While the expansion enables CPA firms to pursue economies of scale, it can also lead to diseconomies of scale due to the difficulties of managing a larger workforce as these firms are getting bigger. More specifically, there are three major factors causing diseconomies of scale to occur when CPA firms over-expand their operations: (1) poor communication: As CPA firms grow their business communicating between different divisions and departments and along the chain of command becomes more difficult; (2) lack of coordination and control: As CPA firms get too big, coordination and control of activities get harder since it is harder for managers to closely monitor their subordinates and ensure they are all working together efficiently and effectively; (3) lack of motivation: it becomes more difficult for managers to build up a good team environment and sense of belonging as CPA firms expand their operations. This may result in lower employee loyalty and motivation with damaging consequences for production efficiency.
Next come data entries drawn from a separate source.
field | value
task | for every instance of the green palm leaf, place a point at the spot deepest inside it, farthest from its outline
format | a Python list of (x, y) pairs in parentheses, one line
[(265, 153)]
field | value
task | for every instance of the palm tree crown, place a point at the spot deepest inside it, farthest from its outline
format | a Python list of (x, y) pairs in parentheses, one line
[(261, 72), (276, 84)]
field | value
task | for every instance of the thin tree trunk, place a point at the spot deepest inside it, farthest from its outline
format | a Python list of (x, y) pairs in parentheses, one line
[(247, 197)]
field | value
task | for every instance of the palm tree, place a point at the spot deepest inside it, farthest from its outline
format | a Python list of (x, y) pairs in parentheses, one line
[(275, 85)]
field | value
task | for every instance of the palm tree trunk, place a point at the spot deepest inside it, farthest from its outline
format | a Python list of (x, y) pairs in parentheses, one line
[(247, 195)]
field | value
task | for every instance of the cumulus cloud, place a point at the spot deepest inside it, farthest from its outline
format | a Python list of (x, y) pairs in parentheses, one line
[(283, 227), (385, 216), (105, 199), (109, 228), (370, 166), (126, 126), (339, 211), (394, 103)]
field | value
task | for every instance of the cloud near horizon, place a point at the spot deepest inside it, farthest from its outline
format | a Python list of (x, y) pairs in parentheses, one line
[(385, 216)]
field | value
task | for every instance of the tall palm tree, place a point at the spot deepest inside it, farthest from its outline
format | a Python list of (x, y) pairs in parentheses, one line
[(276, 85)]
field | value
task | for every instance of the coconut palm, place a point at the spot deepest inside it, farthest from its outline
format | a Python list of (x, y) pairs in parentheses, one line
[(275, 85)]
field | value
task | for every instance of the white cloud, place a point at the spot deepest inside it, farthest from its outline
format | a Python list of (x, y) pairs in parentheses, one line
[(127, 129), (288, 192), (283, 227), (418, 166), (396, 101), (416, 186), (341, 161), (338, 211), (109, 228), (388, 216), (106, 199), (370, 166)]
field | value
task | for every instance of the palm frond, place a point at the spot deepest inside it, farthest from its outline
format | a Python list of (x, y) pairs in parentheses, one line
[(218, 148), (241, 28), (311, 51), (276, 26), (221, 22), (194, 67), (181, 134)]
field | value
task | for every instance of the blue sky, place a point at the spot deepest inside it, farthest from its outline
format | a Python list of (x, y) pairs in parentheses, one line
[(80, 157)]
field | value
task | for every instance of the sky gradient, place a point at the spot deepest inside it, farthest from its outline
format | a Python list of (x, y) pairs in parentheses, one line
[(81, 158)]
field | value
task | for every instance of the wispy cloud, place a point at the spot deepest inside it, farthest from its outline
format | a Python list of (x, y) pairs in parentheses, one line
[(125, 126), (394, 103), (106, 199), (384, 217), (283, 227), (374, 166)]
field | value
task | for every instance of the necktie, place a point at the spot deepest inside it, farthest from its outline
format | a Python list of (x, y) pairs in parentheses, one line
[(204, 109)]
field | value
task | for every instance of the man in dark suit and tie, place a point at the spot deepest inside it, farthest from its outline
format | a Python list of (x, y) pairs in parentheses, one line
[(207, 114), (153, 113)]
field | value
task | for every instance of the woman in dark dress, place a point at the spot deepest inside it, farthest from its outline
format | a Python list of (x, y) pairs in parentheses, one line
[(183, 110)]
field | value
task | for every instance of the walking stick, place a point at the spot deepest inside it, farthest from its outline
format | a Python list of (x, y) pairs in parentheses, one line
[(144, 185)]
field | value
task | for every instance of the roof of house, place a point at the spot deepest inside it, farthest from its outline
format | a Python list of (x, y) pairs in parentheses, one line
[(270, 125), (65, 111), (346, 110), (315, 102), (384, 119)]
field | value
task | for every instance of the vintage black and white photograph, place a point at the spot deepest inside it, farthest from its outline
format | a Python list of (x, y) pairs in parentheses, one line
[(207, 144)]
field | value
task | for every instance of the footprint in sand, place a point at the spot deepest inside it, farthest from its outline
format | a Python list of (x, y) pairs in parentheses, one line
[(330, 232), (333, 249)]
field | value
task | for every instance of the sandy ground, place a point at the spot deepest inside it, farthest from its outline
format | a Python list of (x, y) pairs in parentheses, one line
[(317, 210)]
Since it is not clear in priori whether firms involved in expansions have exhausted scale economies, it is essentially an empirical research question. We address this question by examining how recent expansions among the second-tier CPA firms in the post SOX era affects their returns to scale patterns. Specifically, we adopt data envelopment analysis (DEA) to evaluate whether CPA firms’ production function is characterized by CRS, DRS, or IRS. DEA is a useful analysis tool in this setting because it helps to determine whether a CPA firm has achieved their optimal productive scale size in using its inputs to generate outputs (Chandra et al. 1998; Emrouznejad et al. 2008). The optimal productive scale size is identified based on comparisons of the average productivities of CPA firms within the sample (Banker 1984). As such, it sets a realistic target of production rate improvement for the less efficient firms, based on the production frontier of the most efficient firms in the comparison group.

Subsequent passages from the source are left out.